А Матраи казалось, что вслед ему несется напев атакующих:
Несем свободу
На дулах ружей -
Но пасаран, но пасаран!..
Всякий раз, поднимаясь с земли, он должен был заставлять себя не
повернуть вслед этой песне, а бежать назад, в поисках своего начальника
штаба.
Все планы Франко
Мы в прах разрушим -
Но пасаран, но пасаран!..
К вечеру стало ясно: несмотря на все, операция увенчалась успехом. Но
одновременно стало известно и другое, совсем не такое ободряющее событие:
правительство Ларго Кабальеро покинуло Мадрид. Министры-коммунисты хотели
остаться в осажденном городе, чтобы выполнить решение своего Центрального
комитета защищать столицу до последнего вздоха. Но и они должны были
последовать за премьером под угрозой, что нарушение его приказа послужит
сигналом к срыву единого фронта демократических партий. В наскоро
набросанной директиве Кабальеро передавал оборону Мадрида заботам также
наскоро образованного совета. Но душою обороны стала коммунистическая партия
во главе с Хосе Диасом и Долорес Ибаррури. Член ЦК компартии Педро Чека
получил указание подготовить все к переходу в подполье. Коммунисты решили не
сдаваться, даже если мятежникам удастся ворваться в столицу.
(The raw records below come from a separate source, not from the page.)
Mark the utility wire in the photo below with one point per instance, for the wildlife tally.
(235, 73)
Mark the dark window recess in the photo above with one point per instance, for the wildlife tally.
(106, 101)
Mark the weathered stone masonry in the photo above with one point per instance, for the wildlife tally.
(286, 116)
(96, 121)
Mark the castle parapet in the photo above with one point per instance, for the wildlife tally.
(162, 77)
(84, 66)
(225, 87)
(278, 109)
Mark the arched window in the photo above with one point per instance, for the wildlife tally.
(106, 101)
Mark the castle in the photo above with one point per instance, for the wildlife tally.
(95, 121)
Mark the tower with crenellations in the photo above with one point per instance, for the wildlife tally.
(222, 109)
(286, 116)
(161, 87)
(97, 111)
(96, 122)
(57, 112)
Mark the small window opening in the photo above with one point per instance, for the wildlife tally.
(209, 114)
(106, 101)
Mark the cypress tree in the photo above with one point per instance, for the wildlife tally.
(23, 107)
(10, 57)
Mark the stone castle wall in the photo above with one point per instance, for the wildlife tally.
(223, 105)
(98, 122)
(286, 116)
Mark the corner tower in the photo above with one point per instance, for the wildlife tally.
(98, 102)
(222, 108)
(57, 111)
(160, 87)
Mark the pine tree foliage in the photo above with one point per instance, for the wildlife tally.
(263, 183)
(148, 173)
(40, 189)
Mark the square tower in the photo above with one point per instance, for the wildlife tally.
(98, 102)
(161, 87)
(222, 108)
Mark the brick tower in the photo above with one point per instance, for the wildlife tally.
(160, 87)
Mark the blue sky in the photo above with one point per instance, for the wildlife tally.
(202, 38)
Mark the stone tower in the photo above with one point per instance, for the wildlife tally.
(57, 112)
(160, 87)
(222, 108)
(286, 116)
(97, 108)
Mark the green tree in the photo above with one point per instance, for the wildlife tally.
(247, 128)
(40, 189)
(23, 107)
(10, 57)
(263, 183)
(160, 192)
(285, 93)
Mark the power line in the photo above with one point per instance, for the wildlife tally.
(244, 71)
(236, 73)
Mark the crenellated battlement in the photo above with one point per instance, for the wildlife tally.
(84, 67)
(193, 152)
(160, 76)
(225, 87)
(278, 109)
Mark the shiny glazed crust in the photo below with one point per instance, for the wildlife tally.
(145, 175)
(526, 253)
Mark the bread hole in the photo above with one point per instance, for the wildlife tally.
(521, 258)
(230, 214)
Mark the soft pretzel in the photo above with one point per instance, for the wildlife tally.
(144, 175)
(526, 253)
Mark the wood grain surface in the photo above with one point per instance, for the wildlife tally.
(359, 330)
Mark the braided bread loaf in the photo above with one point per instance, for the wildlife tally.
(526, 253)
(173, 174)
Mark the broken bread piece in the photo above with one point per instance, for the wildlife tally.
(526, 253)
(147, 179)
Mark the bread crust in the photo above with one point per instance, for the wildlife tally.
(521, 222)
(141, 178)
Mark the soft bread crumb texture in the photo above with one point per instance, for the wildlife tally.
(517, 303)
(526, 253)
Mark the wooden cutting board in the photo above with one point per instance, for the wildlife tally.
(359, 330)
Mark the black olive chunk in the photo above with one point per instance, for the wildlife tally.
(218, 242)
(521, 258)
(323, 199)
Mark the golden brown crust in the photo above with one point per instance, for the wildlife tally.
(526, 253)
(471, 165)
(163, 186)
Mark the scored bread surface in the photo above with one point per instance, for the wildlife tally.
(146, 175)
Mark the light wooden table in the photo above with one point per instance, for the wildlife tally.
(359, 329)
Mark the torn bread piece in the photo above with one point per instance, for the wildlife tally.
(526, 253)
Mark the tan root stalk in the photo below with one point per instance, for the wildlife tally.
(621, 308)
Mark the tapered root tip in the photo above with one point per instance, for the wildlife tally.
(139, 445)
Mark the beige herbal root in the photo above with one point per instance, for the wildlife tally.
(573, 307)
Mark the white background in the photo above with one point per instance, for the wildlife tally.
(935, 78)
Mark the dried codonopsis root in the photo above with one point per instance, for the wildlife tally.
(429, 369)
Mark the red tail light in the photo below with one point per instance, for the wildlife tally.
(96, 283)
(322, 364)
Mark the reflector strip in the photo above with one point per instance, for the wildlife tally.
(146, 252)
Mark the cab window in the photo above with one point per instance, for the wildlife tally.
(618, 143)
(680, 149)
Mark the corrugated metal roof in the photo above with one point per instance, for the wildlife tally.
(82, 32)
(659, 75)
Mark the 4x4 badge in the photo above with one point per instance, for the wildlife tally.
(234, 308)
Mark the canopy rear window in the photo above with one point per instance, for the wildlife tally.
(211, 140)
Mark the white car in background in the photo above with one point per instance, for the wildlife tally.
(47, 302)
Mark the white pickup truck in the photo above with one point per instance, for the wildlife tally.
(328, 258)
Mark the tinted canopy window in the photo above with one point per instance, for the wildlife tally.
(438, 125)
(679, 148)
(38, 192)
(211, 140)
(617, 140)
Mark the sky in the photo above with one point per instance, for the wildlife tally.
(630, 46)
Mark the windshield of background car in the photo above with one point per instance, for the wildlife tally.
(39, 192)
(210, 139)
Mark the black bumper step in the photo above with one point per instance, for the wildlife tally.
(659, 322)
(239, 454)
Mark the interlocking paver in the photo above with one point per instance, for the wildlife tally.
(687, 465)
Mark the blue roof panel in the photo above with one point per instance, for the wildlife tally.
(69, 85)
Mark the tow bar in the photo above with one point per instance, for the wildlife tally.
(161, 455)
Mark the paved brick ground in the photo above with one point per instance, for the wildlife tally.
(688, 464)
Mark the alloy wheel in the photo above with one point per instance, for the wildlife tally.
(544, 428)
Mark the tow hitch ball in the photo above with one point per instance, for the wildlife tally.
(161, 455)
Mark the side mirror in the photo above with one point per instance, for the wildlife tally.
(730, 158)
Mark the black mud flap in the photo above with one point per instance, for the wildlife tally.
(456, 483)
Была уже ночь, когда Матраи поехал в город, чтобы побывать в
Центральном комитете. Нужно было поговорить с Диасом и Ибаррури.
Выбравшись пешком за пределы Университетского городка и госпиталя, он
задержал первый попавшийся автомобиль и приказал отвезти себя в центр. Минуя
здания министерств, он замечал следы их поспешной эвакуации: груды бумаг,
ящики, горы мешков с документами. Но нигде ни одного чиновника.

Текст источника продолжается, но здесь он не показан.